Calculating reaction enthalpy changes
The enthalpy change of a complete reaction (ΔHr) is determined using average bond enthalpies for the bonds that are broken and those that are formed:
ΔHr = Σ(bond enthalpies of bonds broken) - Σ(bond enthalpies of bonds formed)
where Σ = sum of
Alternatively, ΔHr can be expressed in terms of the bond enthalpies in the reactants and products:
ΔHr = Σ(bond enthalpies in reactants) - Σ(bond enthalpies in products)
Hess cycles provide more accurate ΔHr values
Calculating ΔHr using mean bond enthalpies is less accurate than using Hess cycles because average bond enthalpies do not account for the unique molecular environment of each bond in a specific molecule. Hess cycles, in contrast, consider the actual enthalpy changes associated with the specific bonds in the reactants and products, providing a more precise estimation of ΔHr.
Worked example 1 - Calculating ΔH for the combustion of methane
Calculate the enthalpy change (ΔH) for the combustion of methane (CH4) with oxygen to form carbon dioxide and water. The balanced chemical equation is:
CH4 + 2O2 ➔ CO2 + 2H2O
Given the mean bond enthalpies:
| Bond type | Mean bond enthalpy (kJ mol-1) |
|---|---|
| C-H | +414 |
| O=O | +498 |
| C=O | +799 |
| O-H | +464 |
Step 1: Identify and count the bonds broken and formed
Bonds broken: 4 x C-H and 2 x O=O
Bonds formed: 2 x C=O and 4 x O-H
Step 2: Calculate total energy absorbed in breaking bonds
Energy to break bonds = (4 x 414) + (2 x 498) = 1,656 + 996 = 2,652 kJ mol-1
Step 3: Calculate total energy released in forming bonds
Energy released in bond formation = (2 x 799) + (4 x 464) = 1,598 + 1,856 = 3,454 kJ mol-1
Step 4: Calculate ΔH for the reaction
ΔH = Σbond enthalpies of bonds broken - Σbond enthalpies of bonds formed
ΔH = 2,652 - 3,454 = -802 kJ mol-1
The negative sign indicates that the reaction is exothermic, releasing 802 kJ mol-1 of energy.

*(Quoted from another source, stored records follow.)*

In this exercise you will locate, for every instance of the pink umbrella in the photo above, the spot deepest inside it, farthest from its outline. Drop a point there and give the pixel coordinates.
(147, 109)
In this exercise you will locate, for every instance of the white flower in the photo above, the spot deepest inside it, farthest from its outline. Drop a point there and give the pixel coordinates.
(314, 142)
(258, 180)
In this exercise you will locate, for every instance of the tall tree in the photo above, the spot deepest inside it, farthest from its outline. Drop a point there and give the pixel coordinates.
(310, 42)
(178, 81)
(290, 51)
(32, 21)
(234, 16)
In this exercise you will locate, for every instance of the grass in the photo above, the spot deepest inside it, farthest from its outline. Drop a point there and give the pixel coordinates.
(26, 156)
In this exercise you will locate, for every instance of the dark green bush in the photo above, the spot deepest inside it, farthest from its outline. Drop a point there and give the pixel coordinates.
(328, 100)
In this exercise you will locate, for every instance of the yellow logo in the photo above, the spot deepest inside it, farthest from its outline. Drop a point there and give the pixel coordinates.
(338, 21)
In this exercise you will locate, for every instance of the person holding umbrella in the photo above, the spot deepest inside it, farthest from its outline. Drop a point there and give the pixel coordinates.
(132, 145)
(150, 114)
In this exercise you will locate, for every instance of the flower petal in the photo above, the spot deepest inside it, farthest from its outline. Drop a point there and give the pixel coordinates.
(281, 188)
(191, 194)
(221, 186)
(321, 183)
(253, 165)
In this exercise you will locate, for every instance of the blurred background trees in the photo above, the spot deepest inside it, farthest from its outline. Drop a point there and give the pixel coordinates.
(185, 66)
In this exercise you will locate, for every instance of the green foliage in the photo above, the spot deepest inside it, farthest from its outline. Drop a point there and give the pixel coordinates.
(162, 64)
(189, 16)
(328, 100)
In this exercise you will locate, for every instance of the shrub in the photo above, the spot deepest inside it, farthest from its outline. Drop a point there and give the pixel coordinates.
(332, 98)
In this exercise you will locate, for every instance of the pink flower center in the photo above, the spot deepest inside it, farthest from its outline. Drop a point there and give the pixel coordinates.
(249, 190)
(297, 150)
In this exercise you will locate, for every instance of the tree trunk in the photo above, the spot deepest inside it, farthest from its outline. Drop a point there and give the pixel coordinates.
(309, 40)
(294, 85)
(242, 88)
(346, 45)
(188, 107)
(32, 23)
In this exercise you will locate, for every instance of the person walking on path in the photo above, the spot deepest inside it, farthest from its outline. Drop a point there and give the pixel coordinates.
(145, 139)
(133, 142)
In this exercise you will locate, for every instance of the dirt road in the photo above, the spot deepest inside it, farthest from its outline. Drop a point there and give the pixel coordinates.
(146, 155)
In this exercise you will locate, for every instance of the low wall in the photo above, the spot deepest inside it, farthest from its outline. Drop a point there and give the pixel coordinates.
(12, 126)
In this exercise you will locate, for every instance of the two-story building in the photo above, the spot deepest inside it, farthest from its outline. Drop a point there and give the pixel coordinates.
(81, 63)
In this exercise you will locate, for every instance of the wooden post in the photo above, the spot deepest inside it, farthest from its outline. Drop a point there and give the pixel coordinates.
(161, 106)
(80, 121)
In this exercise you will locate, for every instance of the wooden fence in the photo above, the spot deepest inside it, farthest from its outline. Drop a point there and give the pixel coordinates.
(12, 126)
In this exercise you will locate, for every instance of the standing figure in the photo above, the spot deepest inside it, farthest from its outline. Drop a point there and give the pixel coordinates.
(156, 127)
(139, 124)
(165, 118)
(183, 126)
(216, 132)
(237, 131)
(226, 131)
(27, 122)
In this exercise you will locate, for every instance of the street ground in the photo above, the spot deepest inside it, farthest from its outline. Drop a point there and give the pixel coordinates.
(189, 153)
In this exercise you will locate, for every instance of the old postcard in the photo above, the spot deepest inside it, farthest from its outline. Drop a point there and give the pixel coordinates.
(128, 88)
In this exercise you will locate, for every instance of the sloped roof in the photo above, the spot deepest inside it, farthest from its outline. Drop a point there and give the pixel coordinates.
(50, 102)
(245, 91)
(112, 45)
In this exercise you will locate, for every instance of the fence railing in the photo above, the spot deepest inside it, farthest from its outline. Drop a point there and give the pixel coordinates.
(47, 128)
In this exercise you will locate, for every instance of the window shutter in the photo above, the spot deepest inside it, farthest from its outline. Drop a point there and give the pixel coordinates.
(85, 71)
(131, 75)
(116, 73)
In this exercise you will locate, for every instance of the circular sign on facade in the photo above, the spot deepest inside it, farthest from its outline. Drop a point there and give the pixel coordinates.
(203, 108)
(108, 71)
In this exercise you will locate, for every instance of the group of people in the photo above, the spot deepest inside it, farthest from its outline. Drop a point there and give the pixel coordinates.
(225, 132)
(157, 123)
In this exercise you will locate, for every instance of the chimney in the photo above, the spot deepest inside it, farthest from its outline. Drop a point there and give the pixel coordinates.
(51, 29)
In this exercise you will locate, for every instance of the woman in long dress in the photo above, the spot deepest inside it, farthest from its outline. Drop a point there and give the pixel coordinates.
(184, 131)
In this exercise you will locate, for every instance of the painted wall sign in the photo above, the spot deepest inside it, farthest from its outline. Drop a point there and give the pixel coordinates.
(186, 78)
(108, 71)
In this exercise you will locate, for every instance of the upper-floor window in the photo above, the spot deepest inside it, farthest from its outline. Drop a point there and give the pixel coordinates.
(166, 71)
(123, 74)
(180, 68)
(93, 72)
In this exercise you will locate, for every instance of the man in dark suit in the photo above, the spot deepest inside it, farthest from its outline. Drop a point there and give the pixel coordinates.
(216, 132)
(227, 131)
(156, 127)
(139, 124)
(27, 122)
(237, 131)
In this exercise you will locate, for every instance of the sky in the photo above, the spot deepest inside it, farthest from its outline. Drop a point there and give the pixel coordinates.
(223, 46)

Worked example 2 - Calculating ΔH for the synthesis of ammonia
Calculate the enthalpy change (ΔH) for the synthesis of ammonia (NH3) from nitrogen and hydrogen. The balanced chemical equation is:
N2 + 3H2 ➔ 2NH3
Given the mean bond enthalpies:
| Bond type | Mean bond enthalpy (kJ mol-1) |
|---|---|
| N≡N | +945 |
| H-H | +436 |
| N-H | +391 |
Step 1: Identify and count the bonds broken and formed
Bonds broken: 1 x N≡N and 3 x H-H
Bonds formed: 6 x N-H
Step 2: Calculate total energy absorbed in breaking bonds
Energy to break bonds = (1 x 945) + (3 x 436) = 945 + 1,308 = 2,253 kJ mol-1
Step 3: Calculate total energy released in forming bonds
Energy released in bond formation = (6 x 391) = 2,346 kJ mol-1
Step 4: Calculate ΔH for the reaction
ΔH = Σbond enthalpies of bonds broken - Σbond enthalpies of bonds formed
ΔH = 2,253 - 2,346 = -93 kJ mol-1
The negative sign indicates that the reaction is exothermic, releasing 93 kJ mol-1 of energy.